A self-updating personal geolocation intelligence dashboard built on a fully static architecture — no server, no database, no runtime. From a Foursquare check-in to a live deployed dashboard in under 5 minutes.
A personal analytics dashboard that ingests every Foursquare/Swarm check-in and renders it into fourteen pages: a main analytics dashboard, a trip journal with per-trip maps, a companions tracker, a full check-in feed with historical weather, a tips explorer with country/city tabs and closed/deleted-venue badges, a venue ratings page (likes / okays / dislikes), a venue loyalty explorer, a world cities map, a Foursquare lists page, a full-text search page, a photo gallery with 21 000+ images, a shouts archive (free-text comments attached to check-ins, with year / country filters and live search), a stats overview with Hour × Category and DOW × Category heatmaps plus shout text mining, a live travel guide that reads your last 48 hours and suggests nearby venues based on your historical preferences, and this engineering write-up — all committed to git and served via Cloudflare Pages CDN.
Beyond rendering, the system maintains a data integrity pipeline: a manual archive
workflow snapshots the full check-in history, diffs it against the previous snapshot to detect renamed
or moved venues, and propagates those changes into the tips dataset — all without extra API calls.
Duplicate rows and check-ins that the API silently stops returning are detected on every full re-fetch
and accumulated in an incremental anomaly log (checkins_anomalies.json), giving a
permanent auditable history of every data quality event.
The entire system runs on free-tier infrastructure: Cloudflare Pages, Cloudflare Workers, Cloudflare KV, Cloudflare D1 (SQLite at the edge), and GitHub Actions.
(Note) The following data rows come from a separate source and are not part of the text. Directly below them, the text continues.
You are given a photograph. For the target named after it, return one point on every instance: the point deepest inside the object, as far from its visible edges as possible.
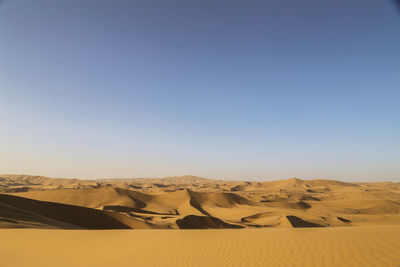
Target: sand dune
(18, 211)
(201, 203)
(336, 246)
(290, 222)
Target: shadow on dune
(298, 222)
(74, 215)
(203, 222)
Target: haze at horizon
(229, 89)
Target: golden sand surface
(329, 246)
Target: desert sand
(290, 222)
(336, 246)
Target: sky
(255, 89)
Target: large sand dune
(193, 202)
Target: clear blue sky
(222, 89)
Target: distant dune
(290, 222)
(191, 202)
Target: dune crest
(194, 202)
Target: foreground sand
(336, 246)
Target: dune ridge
(191, 202)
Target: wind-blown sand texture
(336, 246)
(191, 202)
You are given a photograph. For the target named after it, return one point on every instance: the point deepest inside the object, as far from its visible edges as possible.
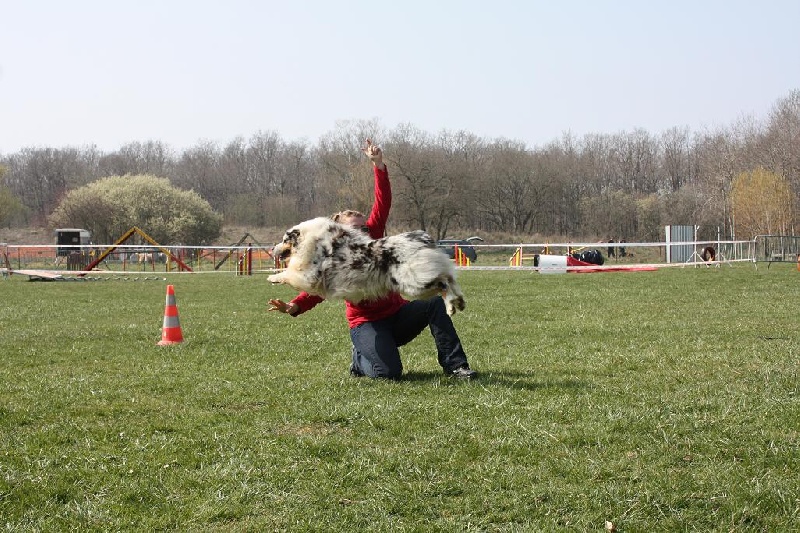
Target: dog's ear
(292, 237)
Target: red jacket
(367, 310)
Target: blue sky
(106, 73)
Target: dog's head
(283, 250)
(310, 231)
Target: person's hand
(374, 153)
(282, 307)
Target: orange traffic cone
(171, 332)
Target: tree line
(735, 181)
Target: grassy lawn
(659, 401)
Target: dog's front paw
(453, 304)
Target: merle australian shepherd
(336, 261)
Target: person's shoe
(463, 372)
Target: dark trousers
(375, 344)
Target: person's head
(355, 219)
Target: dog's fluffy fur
(337, 261)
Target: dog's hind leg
(453, 297)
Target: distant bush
(111, 206)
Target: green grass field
(659, 401)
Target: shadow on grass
(505, 378)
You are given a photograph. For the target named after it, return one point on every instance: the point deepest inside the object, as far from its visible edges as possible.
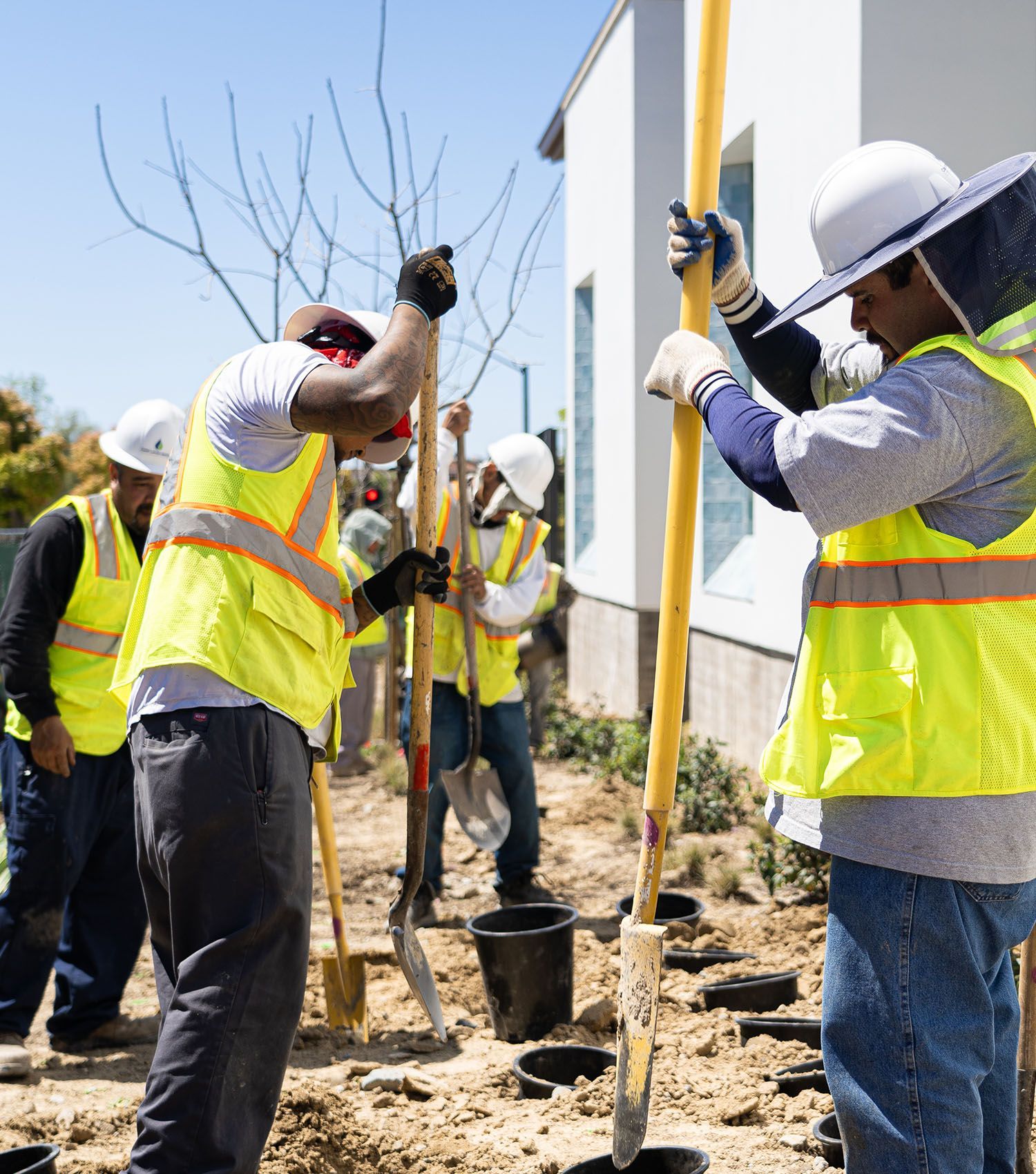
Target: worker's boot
(15, 1058)
(523, 890)
(423, 907)
(122, 1031)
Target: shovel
(412, 957)
(642, 942)
(345, 979)
(1027, 1057)
(477, 796)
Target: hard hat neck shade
(975, 247)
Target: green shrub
(711, 789)
(785, 862)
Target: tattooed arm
(367, 399)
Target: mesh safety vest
(241, 575)
(496, 647)
(376, 633)
(86, 644)
(917, 674)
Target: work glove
(687, 367)
(689, 238)
(427, 282)
(395, 586)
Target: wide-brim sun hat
(977, 242)
(388, 448)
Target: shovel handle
(423, 637)
(468, 610)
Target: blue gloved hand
(689, 240)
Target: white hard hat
(526, 465)
(145, 436)
(385, 449)
(872, 195)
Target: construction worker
(74, 901)
(907, 744)
(506, 580)
(541, 644)
(363, 537)
(231, 665)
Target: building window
(583, 423)
(726, 504)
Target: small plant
(727, 880)
(785, 862)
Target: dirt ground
(707, 1091)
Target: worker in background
(74, 901)
(363, 538)
(541, 642)
(907, 744)
(506, 579)
(234, 657)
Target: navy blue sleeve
(784, 360)
(744, 431)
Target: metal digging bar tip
(409, 952)
(477, 796)
(642, 941)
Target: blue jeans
(506, 747)
(921, 1019)
(74, 902)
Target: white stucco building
(807, 81)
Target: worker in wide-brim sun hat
(235, 654)
(74, 902)
(907, 741)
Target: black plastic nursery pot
(652, 1160)
(30, 1160)
(754, 992)
(800, 1077)
(541, 1070)
(526, 956)
(671, 907)
(826, 1130)
(807, 1031)
(694, 961)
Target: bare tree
(303, 250)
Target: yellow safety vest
(241, 577)
(496, 648)
(376, 633)
(915, 674)
(86, 644)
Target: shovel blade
(638, 1018)
(419, 974)
(479, 805)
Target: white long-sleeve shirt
(504, 605)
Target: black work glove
(427, 281)
(395, 586)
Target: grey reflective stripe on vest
(314, 517)
(208, 526)
(966, 581)
(87, 640)
(104, 537)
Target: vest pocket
(865, 731)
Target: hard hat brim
(970, 196)
(112, 450)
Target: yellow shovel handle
(685, 461)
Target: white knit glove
(689, 238)
(687, 367)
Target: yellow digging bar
(642, 939)
(345, 979)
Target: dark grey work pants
(224, 847)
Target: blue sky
(108, 318)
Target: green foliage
(785, 862)
(711, 789)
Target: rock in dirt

There are no servers, no containers. The build pipeline is 100% Python 3.9+, the frontend is vanilla JS with Leaflet and Chart.js. Dynamic features (full-text search, the paginated check-in feed) are served by Cloudflare Pages Functions querying a D1 database — keeping runtime cost at zero while enabling millisecond-latency queries against the full 65 000-row dataset.
The system is designed around a push-on-change philosophy: nothing runs unless there is new data. A Cloudflare Worker acts as the real-time sensor, keeping the whole pipeline reactive while consuming negligible resources when idle.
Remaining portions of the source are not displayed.